In a dramatic denouement, the Jews who have been freed by Philopator do not depart until some final business is settled. The author of 3 Maccabees wishes to make another point—and perhaps, in the end, this is the central goal of the composition—namely, that those who previously converted or acquiesced to the king’s demands ought to be put to death. In this way, the end of the work circles back toward its beginning, so that only those who steadfastly resisted the temptations of assimilation to Greek religion and society would live on to enjoy the deliverance from the hippodrome and the return to their homes. Here, then, is another dramatic irony: Philopator’s “conversion” turns him against the very Jews who earlier had acquiesced to his demands. What is more, it is the faithful Jews who petition the king for the right to slaughter the apostates, and thus divine clemency is juxtaposed to human desire for retribution and purification.

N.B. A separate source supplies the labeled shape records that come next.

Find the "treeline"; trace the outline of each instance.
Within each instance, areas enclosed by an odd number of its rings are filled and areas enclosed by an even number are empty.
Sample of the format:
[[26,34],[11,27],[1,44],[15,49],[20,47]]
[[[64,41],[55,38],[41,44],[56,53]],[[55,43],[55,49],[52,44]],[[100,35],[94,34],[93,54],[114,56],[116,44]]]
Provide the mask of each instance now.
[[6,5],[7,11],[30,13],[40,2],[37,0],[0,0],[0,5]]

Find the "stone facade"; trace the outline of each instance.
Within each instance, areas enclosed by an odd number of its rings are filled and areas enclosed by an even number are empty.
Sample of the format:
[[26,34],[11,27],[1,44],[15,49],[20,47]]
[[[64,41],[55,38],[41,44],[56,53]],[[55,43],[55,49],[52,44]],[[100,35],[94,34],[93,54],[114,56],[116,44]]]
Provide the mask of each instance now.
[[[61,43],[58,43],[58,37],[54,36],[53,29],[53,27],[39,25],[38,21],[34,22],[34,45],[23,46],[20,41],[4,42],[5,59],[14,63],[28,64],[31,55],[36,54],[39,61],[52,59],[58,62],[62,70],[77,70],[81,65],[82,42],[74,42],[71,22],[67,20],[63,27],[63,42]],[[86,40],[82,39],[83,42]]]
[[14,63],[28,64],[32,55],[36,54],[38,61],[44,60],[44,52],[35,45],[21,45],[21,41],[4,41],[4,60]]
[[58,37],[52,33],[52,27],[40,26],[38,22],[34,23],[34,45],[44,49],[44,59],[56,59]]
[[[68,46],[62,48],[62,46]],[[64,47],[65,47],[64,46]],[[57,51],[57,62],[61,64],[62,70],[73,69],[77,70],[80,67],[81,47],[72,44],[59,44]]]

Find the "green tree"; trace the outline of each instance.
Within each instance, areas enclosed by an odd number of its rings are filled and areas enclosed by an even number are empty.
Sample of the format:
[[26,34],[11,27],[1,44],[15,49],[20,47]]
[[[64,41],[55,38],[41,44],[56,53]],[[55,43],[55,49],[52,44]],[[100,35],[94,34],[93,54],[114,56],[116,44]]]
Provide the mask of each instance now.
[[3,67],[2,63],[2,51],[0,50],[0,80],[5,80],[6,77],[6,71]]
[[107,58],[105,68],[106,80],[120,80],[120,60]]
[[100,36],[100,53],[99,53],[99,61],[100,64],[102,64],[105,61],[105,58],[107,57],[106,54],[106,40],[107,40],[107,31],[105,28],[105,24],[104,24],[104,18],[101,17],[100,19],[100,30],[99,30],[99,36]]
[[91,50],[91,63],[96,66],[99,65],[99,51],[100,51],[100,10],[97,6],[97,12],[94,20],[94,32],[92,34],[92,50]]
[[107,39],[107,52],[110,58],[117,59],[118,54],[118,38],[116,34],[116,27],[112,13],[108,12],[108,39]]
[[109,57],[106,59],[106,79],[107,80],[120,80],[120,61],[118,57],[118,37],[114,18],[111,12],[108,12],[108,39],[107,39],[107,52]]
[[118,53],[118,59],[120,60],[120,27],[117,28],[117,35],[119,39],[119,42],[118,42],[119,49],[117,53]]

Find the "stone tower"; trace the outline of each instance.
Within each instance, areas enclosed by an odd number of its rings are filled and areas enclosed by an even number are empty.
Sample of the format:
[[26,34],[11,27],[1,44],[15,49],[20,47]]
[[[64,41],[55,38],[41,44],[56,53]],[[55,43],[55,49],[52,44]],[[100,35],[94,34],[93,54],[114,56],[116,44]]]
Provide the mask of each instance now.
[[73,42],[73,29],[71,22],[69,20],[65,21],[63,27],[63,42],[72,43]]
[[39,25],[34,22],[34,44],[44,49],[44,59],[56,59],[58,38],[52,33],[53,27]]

THE TEXT IN THE INTERPRETIVE TRADITION

While 3 Maccabees does not appear to have much of an interpretive afterlife in Jewish and Christian traditions, it attests to a theme that is prominent in contemporary and later discourse: that of apostasy. Later Jewish traditions make examples out of apostates such as Elisha ben Abuyah (y. Hag. 2:1), and there is epigraphic evidence that the practice of Jewish defection was not uncommon around the Mediterranean world for a long period of time (Wilson, 44–65). Stephen Wilson aptly notes that defection and/or conversion are always two sides of the same coin, but that accounts of apostasy are “generally not interested in both sides at once” but seek to assure their audiences that “leaving the fold” is a poor option (Wilson, 134).

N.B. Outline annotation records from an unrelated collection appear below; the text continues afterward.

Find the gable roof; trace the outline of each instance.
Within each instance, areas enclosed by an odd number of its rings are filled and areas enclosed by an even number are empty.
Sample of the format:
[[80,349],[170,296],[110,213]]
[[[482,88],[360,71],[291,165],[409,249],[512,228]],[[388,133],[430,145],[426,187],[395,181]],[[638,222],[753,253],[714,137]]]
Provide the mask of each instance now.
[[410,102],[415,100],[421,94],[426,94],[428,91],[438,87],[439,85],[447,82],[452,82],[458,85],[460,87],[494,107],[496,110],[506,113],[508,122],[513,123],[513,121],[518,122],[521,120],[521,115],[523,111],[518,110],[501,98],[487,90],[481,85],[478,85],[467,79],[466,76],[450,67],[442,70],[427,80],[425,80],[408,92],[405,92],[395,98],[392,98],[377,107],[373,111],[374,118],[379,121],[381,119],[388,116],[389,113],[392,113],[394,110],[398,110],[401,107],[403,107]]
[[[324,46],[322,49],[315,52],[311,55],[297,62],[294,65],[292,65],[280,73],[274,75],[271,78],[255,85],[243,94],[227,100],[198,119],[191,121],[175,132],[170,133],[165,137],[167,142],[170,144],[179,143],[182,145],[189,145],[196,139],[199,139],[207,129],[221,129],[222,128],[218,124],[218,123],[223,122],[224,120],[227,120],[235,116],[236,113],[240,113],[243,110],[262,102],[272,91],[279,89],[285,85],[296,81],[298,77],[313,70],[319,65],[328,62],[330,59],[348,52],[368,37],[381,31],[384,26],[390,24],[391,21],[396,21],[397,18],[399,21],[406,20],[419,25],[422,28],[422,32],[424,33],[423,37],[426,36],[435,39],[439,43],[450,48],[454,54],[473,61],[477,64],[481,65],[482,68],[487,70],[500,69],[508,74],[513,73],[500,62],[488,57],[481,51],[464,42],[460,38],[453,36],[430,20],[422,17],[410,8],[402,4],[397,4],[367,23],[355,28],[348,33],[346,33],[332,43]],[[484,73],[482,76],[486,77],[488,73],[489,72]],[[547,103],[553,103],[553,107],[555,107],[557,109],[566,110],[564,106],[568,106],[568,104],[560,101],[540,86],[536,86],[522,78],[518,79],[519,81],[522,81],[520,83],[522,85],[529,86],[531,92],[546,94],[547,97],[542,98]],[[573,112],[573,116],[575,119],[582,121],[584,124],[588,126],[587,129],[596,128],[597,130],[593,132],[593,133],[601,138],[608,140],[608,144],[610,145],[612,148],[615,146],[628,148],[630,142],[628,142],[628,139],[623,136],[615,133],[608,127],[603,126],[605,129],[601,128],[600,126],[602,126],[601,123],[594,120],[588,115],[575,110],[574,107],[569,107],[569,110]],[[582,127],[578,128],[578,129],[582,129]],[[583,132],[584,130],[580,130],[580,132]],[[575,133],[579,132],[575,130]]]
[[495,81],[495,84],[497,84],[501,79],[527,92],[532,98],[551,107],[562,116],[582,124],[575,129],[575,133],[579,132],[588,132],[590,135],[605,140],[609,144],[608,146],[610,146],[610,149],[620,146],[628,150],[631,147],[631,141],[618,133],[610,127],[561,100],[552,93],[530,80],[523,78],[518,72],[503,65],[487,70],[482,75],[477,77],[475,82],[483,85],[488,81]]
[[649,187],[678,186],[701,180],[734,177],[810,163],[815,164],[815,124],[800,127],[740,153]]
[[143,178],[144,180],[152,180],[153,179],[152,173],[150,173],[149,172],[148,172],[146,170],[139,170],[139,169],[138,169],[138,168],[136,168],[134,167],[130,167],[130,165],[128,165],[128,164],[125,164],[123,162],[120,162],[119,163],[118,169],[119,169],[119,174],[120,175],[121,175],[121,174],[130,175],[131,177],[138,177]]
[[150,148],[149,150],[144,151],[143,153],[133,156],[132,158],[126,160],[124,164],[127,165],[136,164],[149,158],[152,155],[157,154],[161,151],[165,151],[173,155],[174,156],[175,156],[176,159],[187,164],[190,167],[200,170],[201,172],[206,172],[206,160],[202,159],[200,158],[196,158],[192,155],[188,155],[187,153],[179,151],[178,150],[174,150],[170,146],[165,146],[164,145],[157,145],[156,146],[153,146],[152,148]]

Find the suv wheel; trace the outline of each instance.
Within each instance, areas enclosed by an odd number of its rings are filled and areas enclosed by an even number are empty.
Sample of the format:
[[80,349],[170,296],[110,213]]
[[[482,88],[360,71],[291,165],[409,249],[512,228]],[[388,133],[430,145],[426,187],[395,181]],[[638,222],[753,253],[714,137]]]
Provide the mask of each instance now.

THE TEXT IN CONTEMPORARY DISCUSSION

Perhaps especially in the Hellenistic Jewish Diaspora communities (such as in Egypt), assimilation was a social and religious problem that was negotiated in various ways by different individuals and groups. Some chose to embrace Greek culture, religion, and authority, and others to resist it. Thus the question of whether and how much to assimilate was a central fact of life for Jewish people in the Hellenistic age, and it gave rise to both external and internal conflicts. While the depiction of the released captives happily slaughtering three hundred of their apostate kinfolk is surely not historically factual, it is an apt literary expression of the inherent tensions of Jewish existence during this period.

Some contemporary scholars have suggested that the conditions inviting assimilation in Hellenistic settings may be compared to those of the modern period. Elias Bickerman, for example, draws a parallel between the enticements of Hellenistic “belonging” and those of nineteenth-century European societies in which Jews left or modified their traditional practices in favor of more modern ones (see Wilson, 25). In this way, the beginnings of Reform Judaism can be seen as a response to the conditions of contemporary Western life—an attempt to align Jewish life with the ethical, intellectual, and cultural values of modernity.

Works Cited

Croy, N. Clayton. 2005. 3 Maccabees. Leiden: Brill.

Collins, John J. 1993. “3 Maccabees.” In HarperCollins Study Bible with the Apocryphal/Deuterocanonical Books, edited by Wayne A. Meeks, 1752–67. New York: HarperCollins.

Johnson, Sara Raup. 2013. “3 Maccabees.” In Outside the Bible: Ancient Jewish Writings Related to Scripture, volume 3, edited by Louis H. Feldman, James L. Kugel, and Lawrence H. Schiffman. Philadelphia: Jewish Publication Society, 2681–2707.

Wilson, Stephen G. 2004. Leaving the Fold: Apostates and Defectors in Antiquity. Minneapolis: Fortress Press.